A New Springtime for Liberal Catholicism?
Is everything up for grabs?
As time marches on in the Age of Francis, this question, and all that it implies, has taken on greater and greater gravity.
A certain giddiness is detectable among those who believe that Francis could, at any moment, overturn ancient doctrines and practices. So far, this hasn’t happened, and there isn’t much hard evidence to suggest that it will. (The Pope’s ill manner of speaking, though supremely frustrating, doesn’t necessarily portend a plan of action.) But wishful thinking, once entertained, is hard to dismiss. And the liberal Catholic changeophiles are leaving no stone unturned in their quest to find something — anything — in the Church for Francis to reform, revise, or reject.
Case in point: an article by Fr. Donald Cozzens in Commonweal (Oct. 9), in which he argues that “it’s time to review the practice of attaching grave sin to missing Mass.”

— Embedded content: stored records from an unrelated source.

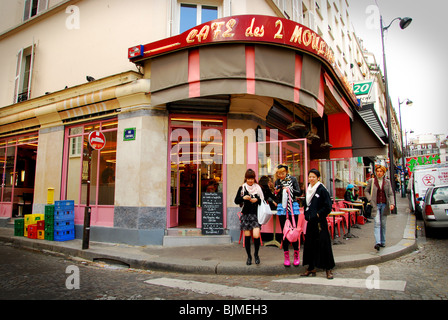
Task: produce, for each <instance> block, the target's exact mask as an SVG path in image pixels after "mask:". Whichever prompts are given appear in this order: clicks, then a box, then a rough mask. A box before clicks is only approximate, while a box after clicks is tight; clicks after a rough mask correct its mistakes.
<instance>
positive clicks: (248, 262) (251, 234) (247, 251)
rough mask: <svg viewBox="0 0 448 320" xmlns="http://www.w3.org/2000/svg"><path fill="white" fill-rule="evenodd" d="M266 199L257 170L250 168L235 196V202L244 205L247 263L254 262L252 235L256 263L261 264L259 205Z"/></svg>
mask: <svg viewBox="0 0 448 320" xmlns="http://www.w3.org/2000/svg"><path fill="white" fill-rule="evenodd" d="M263 200H264V196H263V191H262V190H261V188H260V186H259V185H258V184H257V180H256V178H255V171H254V170H252V169H248V170H247V171H246V174H245V176H244V184H243V185H242V186H240V187H239V188H238V192H237V193H236V196H235V203H236V204H239V205H243V208H242V210H241V213H242V215H241V230H243V231H244V244H245V247H246V253H247V261H246V264H247V265H251V264H252V256H251V252H250V244H251V237H252V236H253V238H254V247H255V252H254V258H255V263H256V264H260V257H259V256H258V250H259V249H260V228H261V225H260V224H259V223H258V216H257V213H258V205H259V204H260V203H261V201H263Z"/></svg>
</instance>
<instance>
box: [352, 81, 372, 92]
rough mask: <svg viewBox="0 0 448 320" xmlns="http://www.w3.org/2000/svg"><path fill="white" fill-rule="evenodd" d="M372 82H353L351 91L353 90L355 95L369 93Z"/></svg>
mask: <svg viewBox="0 0 448 320" xmlns="http://www.w3.org/2000/svg"><path fill="white" fill-rule="evenodd" d="M372 84H373V81H372V80H369V81H365V82H360V83H354V84H353V91H354V92H355V95H357V96H364V95H368V94H370V91H371V90H372Z"/></svg>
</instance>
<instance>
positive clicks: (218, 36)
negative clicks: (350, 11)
mask: <svg viewBox="0 0 448 320" xmlns="http://www.w3.org/2000/svg"><path fill="white" fill-rule="evenodd" d="M235 41H237V42H241V41H244V42H258V43H260V42H269V43H273V44H279V45H282V46H289V47H292V48H296V49H301V50H305V51H308V52H310V53H312V54H314V55H318V56H320V57H321V58H324V59H325V60H326V61H328V62H329V63H330V64H333V62H334V61H335V58H334V53H333V50H332V49H331V48H330V47H329V46H328V45H327V43H326V42H325V41H324V40H323V39H322V38H321V37H320V36H319V35H318V34H317V33H316V32H314V31H313V30H311V29H309V28H308V27H306V26H304V25H301V24H299V23H297V22H294V21H292V20H288V19H284V18H278V17H273V16H262V15H241V16H231V17H224V18H221V19H216V20H212V21H209V22H206V23H203V24H201V25H198V26H196V27H194V28H191V29H190V30H187V31H185V32H184V33H181V34H179V35H177V36H174V37H170V38H166V39H162V40H159V41H156V42H152V43H149V44H146V45H137V46H134V47H131V48H129V49H128V58H129V59H130V60H131V61H133V62H136V61H138V60H141V59H144V58H149V57H151V56H156V55H159V54H162V53H167V52H170V51H176V50H179V49H181V48H185V47H194V46H201V45H204V44H212V43H219V42H235Z"/></svg>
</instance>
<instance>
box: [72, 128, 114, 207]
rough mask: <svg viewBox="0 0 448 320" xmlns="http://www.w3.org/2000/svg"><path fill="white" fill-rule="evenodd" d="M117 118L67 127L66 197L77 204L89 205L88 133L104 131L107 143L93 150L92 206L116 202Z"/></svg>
mask: <svg viewBox="0 0 448 320" xmlns="http://www.w3.org/2000/svg"><path fill="white" fill-rule="evenodd" d="M117 128H118V123H117V121H116V120H112V121H104V122H98V123H89V124H86V125H80V126H76V127H71V128H69V129H68V130H67V133H68V135H67V141H68V160H67V185H66V199H70V200H74V201H75V204H77V205H79V204H83V205H85V204H87V189H88V181H89V179H88V173H89V147H88V135H89V133H90V132H92V131H101V132H102V133H103V134H104V136H105V137H106V146H105V147H104V148H103V149H102V150H100V151H97V150H93V151H92V153H91V167H90V199H89V205H114V200H115V166H116V159H117V157H116V153H117Z"/></svg>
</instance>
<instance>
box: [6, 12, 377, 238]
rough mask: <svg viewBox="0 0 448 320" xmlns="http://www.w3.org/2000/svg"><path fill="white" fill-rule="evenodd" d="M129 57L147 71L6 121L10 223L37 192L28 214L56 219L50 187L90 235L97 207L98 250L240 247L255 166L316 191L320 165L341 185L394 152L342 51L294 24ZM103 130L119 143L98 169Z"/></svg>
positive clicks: (230, 25)
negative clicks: (336, 55) (337, 54)
mask: <svg viewBox="0 0 448 320" xmlns="http://www.w3.org/2000/svg"><path fill="white" fill-rule="evenodd" d="M128 59H129V60H130V61H131V62H132V63H134V64H135V65H136V66H137V68H138V70H139V71H140V72H133V71H130V72H125V73H122V74H118V75H115V76H111V77H108V78H104V79H99V80H97V81H95V83H94V84H86V85H81V86H79V87H77V88H76V90H73V91H72V92H73V95H72V96H71V97H65V98H61V99H60V100H57V101H55V102H54V103H51V104H48V105H45V106H42V107H39V108H37V109H36V110H34V111H33V112H29V111H26V110H23V111H21V112H18V113H14V112H13V111H12V110H7V109H6V110H3V111H2V118H1V120H2V126H1V132H0V134H3V138H2V140H1V141H0V158H1V157H3V158H2V159H4V160H3V161H4V176H5V177H6V178H5V185H4V186H3V187H2V202H1V203H0V216H2V217H14V216H17V215H18V214H19V203H20V206H21V207H23V205H22V203H23V196H24V195H25V194H27V193H31V192H32V193H33V201H32V205H31V206H28V207H26V206H25V208H22V209H21V210H25V211H21V213H26V212H31V211H32V212H34V213H40V212H43V209H44V206H45V204H46V203H47V195H48V189H49V188H50V189H54V190H55V194H54V198H55V199H56V200H58V199H69V200H74V201H75V224H76V237H77V238H82V233H83V223H84V213H85V208H86V206H89V207H90V208H91V219H90V224H91V231H90V239H91V240H94V241H106V242H118V243H128V244H133V245H148V244H154V245H165V246H170V245H204V244H210V243H229V242H231V241H238V238H239V235H240V230H239V219H238V213H239V211H240V208H239V207H238V206H237V205H235V204H234V198H235V194H236V191H237V190H238V187H239V185H241V184H242V183H243V180H244V173H245V171H246V170H247V168H253V169H254V170H255V171H256V172H257V174H258V178H260V177H262V176H264V175H266V176H269V177H273V175H274V172H275V168H276V166H277V165H278V164H279V163H285V164H287V165H288V166H289V168H290V172H291V173H292V174H293V175H295V176H296V177H297V178H298V180H299V183H300V184H301V187H302V188H304V187H305V186H306V185H307V177H306V172H307V171H308V170H309V169H310V168H312V167H318V168H320V169H321V171H322V172H323V173H324V175H325V177H324V178H325V179H327V180H328V181H329V182H330V181H334V179H333V178H332V177H334V175H335V173H334V172H333V173H331V166H332V161H333V160H335V159H336V160H337V159H349V158H353V157H363V156H371V155H376V154H379V153H381V152H384V150H385V148H384V143H383V142H382V140H381V139H379V138H378V136H376V135H375V133H374V132H373V131H372V130H371V129H370V127H369V126H368V125H367V124H366V123H365V122H364V120H362V118H361V117H360V115H359V114H358V110H359V108H360V106H359V103H358V100H357V99H356V96H355V95H354V93H353V90H352V88H351V86H350V85H349V84H348V82H347V81H346V79H344V77H343V76H342V74H341V72H340V71H339V70H338V68H337V67H336V64H335V63H334V58H333V52H332V50H331V48H330V47H329V46H328V45H327V44H326V43H325V41H323V40H322V39H321V37H320V36H319V35H318V34H316V33H315V32H314V31H312V30H311V29H309V28H307V27H306V26H303V25H301V24H298V23H296V22H293V21H291V20H287V19H283V18H277V17H273V16H262V15H242V16H229V17H225V18H221V19H216V20H212V21H210V22H207V23H204V24H201V25H198V26H196V27H194V28H191V29H189V30H187V31H185V32H183V33H181V34H179V35H177V36H174V37H170V38H166V39H162V40H160V41H156V42H152V43H148V44H138V43H137V44H135V46H133V47H131V48H129V49H128ZM55 123H57V124H58V125H57V126H56V125H55ZM19 129H20V132H21V133H20V134H19V135H17V134H10V132H17V131H18V130H19ZM92 131H98V132H100V133H102V134H103V135H104V137H105V140H106V143H105V145H104V147H103V148H102V149H101V150H93V151H92V152H91V161H89V159H88V158H89V154H90V153H89V148H90V143H89V135H90V133H91V132H92ZM5 136H6V137H5ZM338 161H339V160H338ZM341 161H342V160H341ZM29 168H35V169H29ZM22 172H24V173H22ZM335 188H336V187H335V186H332V189H333V193H334V192H335V190H336V189H335ZM28 189H30V190H29V192H27V190H28ZM31 189H32V190H31ZM88 189H89V190H90V194H89V197H87V190H88ZM19 195H21V196H22V199H19ZM277 230H279V228H277ZM263 231H264V232H272V226H266V227H264V230H263Z"/></svg>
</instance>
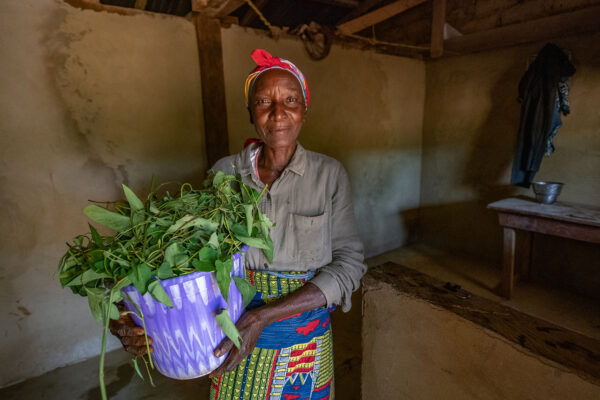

Fr. Cozzens, recall, is the author of The Changing Face of the Priesthood (2000), a pre-sex-abuse-crisis book that caused considerable buzz at the time for stating that “the priesthood is or is becoming a gay profession.” (Cozzens estimated that the percentage of homosexuals in the priesthood back then ranged somewhere between twenty-three and fifty-eight percent — way out of proportion to their percentage in the general male population.)